Kumar claimed the lower court sentence had not properly credited him for accepting responsibility and pleading guilty.
However, the U.S. Court of Appeals for the Second Circuit in Manhattan ruled Thursday Kumar's guilty plea was eclipsed by his earlier conduct as he "tampered with physical evidence, bribed witnesses, and lied repeatedly during the course of a federal investigation."
Kumar's sentence was imposed in 2006, and he was also ordered to pay $798 million in restitution in the scheme to inflate profits by backdating sales at the Islandia software company. He pleaded guilty to several counts of conspiracy, securities and wire fraud, obstruction of justice and perjury.
The Manhattan court also affirmed the conviction of another, lower-level company employee, Stephen Richards, who was sentenced to 7 years in prison for his role in the scandal.
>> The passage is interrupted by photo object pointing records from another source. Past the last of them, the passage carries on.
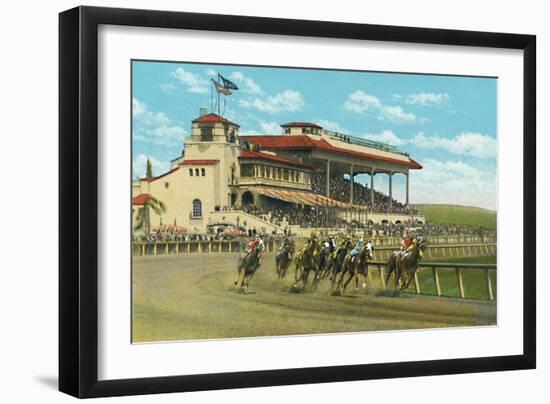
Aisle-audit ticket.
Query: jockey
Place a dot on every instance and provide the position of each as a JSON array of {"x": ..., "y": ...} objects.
[
  {"x": 345, "y": 244},
  {"x": 330, "y": 244},
  {"x": 407, "y": 243},
  {"x": 356, "y": 249},
  {"x": 286, "y": 244},
  {"x": 312, "y": 238}
]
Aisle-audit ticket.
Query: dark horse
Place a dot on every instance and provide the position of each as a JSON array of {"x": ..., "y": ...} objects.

But it ordered the lower court to resentence Richards, saying he should have been given more credit for his acceptance of responsibility.
The two executives varied in their level of acceptance of guilt, the court ruled. "Kumar, individually and separately from Richards, acted in ways that the district court reasonably found to be inconsistent with a full acceptance of responsibility."
The inmate directory Thursday at the federal medium-security men's prison in Fairton, N.J., shows Kumar's date of release as Jan. 25, 2018.
Lawyers for Kumar and Richards could not immediately be reached for comment Thursday.
In conclusion, the court ruled, "the district court's judgment and sentence as to Kumar is affirmed in all respects; the district court's judgment as to Richards is affirmed, but Richards's sentence is vacated and remanded to the district court for resentencing consistent with this opinion."